Sitting on the grassy grave, beneath the window of the church, was a battle where my mind and my heart struggle with each other always. The same voice in my mind that told me to act is also the same voice that ridicules me for making that choice. It seems like ridiculous a little and I spend lots of time trying to diagnose the source of this problem however, there are too many social conditionings covered up and obscured the process. It make be hard and headache indeed.
My heart is coming up with illness and frivolous so much as I don’t dare to make a choice any more, even if is easy and obvious, since how do I know for sure and how could I ensure that it is not just the what I think I should do?

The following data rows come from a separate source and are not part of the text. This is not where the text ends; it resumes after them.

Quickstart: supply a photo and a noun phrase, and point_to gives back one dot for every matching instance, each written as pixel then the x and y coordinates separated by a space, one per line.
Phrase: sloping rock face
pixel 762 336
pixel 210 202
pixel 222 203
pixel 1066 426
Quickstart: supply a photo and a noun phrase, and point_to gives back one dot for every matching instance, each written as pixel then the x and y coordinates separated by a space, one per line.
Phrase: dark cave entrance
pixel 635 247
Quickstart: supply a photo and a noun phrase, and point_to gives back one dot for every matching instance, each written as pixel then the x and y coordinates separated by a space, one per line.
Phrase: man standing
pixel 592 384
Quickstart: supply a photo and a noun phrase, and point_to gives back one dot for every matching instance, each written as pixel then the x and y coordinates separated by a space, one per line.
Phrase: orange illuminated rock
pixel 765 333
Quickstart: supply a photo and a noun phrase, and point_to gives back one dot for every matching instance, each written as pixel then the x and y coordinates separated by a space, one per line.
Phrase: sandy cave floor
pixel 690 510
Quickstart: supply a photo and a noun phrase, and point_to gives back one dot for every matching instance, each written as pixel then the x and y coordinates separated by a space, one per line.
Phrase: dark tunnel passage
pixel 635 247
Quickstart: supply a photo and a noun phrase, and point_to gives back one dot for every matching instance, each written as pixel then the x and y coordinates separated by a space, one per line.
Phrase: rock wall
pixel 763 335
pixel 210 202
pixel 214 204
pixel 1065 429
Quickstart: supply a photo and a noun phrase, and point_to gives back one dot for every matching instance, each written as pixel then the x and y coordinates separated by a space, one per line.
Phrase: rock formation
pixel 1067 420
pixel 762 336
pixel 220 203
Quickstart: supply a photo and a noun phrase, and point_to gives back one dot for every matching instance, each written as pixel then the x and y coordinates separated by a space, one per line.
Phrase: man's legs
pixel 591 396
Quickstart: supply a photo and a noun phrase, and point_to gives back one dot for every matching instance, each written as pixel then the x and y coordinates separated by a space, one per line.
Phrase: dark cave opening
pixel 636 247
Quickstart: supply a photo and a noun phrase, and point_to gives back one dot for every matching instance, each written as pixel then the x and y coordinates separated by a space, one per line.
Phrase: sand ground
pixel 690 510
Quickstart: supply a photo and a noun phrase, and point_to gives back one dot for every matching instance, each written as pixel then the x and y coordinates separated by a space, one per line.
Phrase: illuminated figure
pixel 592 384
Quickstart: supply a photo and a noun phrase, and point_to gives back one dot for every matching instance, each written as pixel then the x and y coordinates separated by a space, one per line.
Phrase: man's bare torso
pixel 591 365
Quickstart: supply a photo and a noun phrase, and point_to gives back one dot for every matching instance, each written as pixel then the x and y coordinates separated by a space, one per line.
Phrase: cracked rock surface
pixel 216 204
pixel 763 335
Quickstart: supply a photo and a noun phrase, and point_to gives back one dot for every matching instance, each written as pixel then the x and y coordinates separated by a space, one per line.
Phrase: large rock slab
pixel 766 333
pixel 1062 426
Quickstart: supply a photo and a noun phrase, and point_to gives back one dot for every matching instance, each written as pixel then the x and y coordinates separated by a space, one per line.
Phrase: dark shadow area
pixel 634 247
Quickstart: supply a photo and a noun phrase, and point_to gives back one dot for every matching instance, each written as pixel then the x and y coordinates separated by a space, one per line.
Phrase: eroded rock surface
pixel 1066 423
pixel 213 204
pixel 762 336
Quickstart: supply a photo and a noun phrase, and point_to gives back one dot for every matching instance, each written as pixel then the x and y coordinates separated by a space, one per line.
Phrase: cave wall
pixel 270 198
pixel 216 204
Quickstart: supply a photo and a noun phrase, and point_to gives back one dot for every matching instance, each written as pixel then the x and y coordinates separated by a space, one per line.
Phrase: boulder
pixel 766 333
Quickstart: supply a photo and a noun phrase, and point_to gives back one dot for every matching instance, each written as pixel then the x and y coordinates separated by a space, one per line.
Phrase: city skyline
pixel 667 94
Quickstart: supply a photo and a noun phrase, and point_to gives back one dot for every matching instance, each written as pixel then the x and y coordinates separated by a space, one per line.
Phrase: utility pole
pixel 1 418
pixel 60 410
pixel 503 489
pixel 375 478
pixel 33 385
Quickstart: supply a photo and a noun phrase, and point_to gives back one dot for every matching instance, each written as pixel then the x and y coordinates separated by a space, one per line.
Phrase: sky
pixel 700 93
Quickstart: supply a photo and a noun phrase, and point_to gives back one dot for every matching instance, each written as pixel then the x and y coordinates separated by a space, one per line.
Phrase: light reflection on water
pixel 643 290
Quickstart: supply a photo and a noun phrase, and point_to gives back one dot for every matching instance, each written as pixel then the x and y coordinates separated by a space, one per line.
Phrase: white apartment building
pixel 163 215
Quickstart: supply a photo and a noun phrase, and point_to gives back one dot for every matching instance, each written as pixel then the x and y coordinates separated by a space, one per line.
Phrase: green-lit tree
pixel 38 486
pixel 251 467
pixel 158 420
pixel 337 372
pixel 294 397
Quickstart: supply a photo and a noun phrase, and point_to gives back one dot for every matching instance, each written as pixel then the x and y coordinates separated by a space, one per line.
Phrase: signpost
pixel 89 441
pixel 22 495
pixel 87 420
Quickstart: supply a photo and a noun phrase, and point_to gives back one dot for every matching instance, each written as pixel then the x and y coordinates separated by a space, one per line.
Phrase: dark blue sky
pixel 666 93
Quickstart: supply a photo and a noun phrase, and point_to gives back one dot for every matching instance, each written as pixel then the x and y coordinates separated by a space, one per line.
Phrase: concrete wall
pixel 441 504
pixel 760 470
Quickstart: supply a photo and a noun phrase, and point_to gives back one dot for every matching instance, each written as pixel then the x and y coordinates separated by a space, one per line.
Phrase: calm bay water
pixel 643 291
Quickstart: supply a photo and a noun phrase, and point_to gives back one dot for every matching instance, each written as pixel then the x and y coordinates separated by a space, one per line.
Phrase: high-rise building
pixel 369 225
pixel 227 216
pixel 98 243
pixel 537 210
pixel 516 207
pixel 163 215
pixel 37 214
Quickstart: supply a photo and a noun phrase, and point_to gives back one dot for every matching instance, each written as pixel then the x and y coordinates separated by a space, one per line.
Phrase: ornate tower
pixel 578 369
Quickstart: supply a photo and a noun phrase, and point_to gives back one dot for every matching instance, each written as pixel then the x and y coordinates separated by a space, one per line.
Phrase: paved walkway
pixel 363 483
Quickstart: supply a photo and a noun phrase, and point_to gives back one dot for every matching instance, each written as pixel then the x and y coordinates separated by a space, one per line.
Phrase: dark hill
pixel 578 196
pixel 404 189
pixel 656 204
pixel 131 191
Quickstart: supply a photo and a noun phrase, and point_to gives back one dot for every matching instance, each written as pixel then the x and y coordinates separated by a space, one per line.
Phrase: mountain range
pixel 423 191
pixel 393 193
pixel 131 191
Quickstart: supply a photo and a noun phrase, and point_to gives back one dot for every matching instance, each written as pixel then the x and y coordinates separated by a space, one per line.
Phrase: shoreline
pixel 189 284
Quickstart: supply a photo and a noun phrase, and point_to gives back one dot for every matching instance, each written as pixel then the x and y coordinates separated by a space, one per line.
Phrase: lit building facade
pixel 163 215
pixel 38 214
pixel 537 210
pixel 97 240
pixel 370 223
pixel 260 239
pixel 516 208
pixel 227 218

My heart told me what he wants and where he can find the beauty sightseeing, on the other hand my mind told me what is suit for me and what is practical for me at a time. To take both of them to the courtroom, my mind will be the defendant and the plaintiff; my heart just sits in the center of the room to be as justice and judge. So the reason that I am trouble by the conflict turn out that my mind not only act as the role of prosecutor and defense but also take over the judge position, my mind should not be the judge who have the power of being symbolic truth direction. What is the main task for my mind is to conceptualize compares and organize the choices. My heart like a compass, just takes a bird eye to view all my life across the plaints, the mountains, the juggles, and say” where are you now, what direction you should go ”. Then my mind could make the decision and insure how to get it and keep safe. However, more often than not, I always confuse each other and replace them mostly, for example, when I make the order of mind that don’t think about anything, but my mind still working, when something happened, my mind always sorted them out to my experiences instead of the real truth themselves. They both can not get long well with each other that make me suffered more lately.
I have made my mind to create a marriage for this disparate pair, but it won’t be easy because I’ve doing that all wrong long time. Taming my mind to stop working when unnecessary, taking the decision just be myself, learning to make the process being simple, when is a incessant fight, I told myself” is the choice going with me or against me? ” so I can find the answer immediately evident, this become easy. Hope they won’t divorce sometime so their children, me, will not have the permanent emotional damage which have been suffering from for so long.
As Bruce Lee said” the height of cultivation always runs to simplicity” I believe it.